Irene COULIBALY | | Arts Vivants

Grandes statuettes royales du Dahomey au musée du Quai Branly à Paris.
© REUTERS/Philippe Wojazer

Après l’annonce du président Emmanuel Macron de la restitution de plusieurs œuvres d’arts au Bénin, des inquiétudes montent notamment dans le camp des musées français et artistiques. Le directeur de Quai-Branly Stéphane martin plaide pour ne pas que l’histoire douloureuse de la colonisation porte préjudices aux musées français qui risquent de se vider.

Le président français avait annoncé vendredi 23 novembre que son pays allait restituer 26 œuvres d’arts au Bénin. Une décision qui a été saluée par la voix du ministre des affaires étrangères du Bénin, Aurélien Agbénonci qui a loué le courage et la détermination du président français à respecter sa promesse faite lors de son passage à Ouagadougou en 2017.

Mais cette décision ne semble pas être partagée par tous. Le directeur du quai-Branly a, le 25 novembre sur Europe 1 signifié que les musées ne doivent pas être « otage de l’histoire douloureuse du colonialisme ». Ce musée compte à lui seul 70.000 des 90.000 objets d’arts de l’Afrique subsaharienne présent dans les musées publics français, de quoi s’inquiéter de cette restitution prévue par le président français. Restituer tous ces œuvres d’arts serait mettre fin au musée du Quai-Branly, qui se retrouverait vidé de plus de la moitié des objets qui le composent.
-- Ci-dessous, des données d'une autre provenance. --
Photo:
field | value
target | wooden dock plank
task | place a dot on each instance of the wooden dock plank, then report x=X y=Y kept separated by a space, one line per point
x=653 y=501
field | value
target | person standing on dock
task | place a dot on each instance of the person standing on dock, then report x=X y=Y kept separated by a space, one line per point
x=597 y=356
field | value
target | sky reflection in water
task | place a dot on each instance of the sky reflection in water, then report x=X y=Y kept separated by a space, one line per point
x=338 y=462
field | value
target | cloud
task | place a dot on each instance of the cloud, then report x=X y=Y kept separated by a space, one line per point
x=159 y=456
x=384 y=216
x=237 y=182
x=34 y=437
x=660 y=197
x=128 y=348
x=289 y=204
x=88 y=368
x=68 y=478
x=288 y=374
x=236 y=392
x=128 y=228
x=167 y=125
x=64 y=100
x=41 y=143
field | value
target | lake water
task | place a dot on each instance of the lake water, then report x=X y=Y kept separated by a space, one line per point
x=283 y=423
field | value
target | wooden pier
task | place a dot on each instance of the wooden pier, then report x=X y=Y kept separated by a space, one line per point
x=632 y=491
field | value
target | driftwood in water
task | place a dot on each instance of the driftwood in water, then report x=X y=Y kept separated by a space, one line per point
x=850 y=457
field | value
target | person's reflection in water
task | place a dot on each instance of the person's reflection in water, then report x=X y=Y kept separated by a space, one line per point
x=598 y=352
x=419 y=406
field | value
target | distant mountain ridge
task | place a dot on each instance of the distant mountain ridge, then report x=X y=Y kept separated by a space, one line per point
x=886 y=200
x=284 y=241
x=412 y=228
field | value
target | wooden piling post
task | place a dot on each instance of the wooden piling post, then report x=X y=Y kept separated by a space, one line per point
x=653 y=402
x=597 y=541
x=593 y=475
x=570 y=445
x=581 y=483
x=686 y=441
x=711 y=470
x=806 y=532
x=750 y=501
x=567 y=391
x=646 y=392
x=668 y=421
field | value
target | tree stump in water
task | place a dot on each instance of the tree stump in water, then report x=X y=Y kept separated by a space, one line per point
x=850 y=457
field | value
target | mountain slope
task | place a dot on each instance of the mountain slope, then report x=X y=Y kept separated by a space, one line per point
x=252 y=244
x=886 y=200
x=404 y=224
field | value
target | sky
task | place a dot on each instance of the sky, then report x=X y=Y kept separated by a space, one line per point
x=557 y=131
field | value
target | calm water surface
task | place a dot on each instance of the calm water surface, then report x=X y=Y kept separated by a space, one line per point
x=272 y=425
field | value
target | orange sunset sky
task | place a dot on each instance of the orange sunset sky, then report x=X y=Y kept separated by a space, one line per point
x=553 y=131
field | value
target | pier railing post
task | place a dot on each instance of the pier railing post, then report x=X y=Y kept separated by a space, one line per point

Des statues royales, des trônes, des portes, ce sont les objets pris comme trophée lors de la conquête du Dahomey à la fin du XIXe siècle que ce musée devra maintenant rendre aux propriétaires légitimes.

Pour les opposants à cette restitution, les objets d’arts risqueraient d’être mal entretenus vu le manque de musées en Afrique mais pour l’historienne béninoise Marie-Cécile Zinsou, le retour de ces œuvres marque une « dignité » et une « fierté retrouvée ».

Le directeur du Quai-Branly lui, plaide plutôt pour la construction d’une communauté mondiale de l’art, du musée, du partage. Les jours prochains donneront suite à ce litige.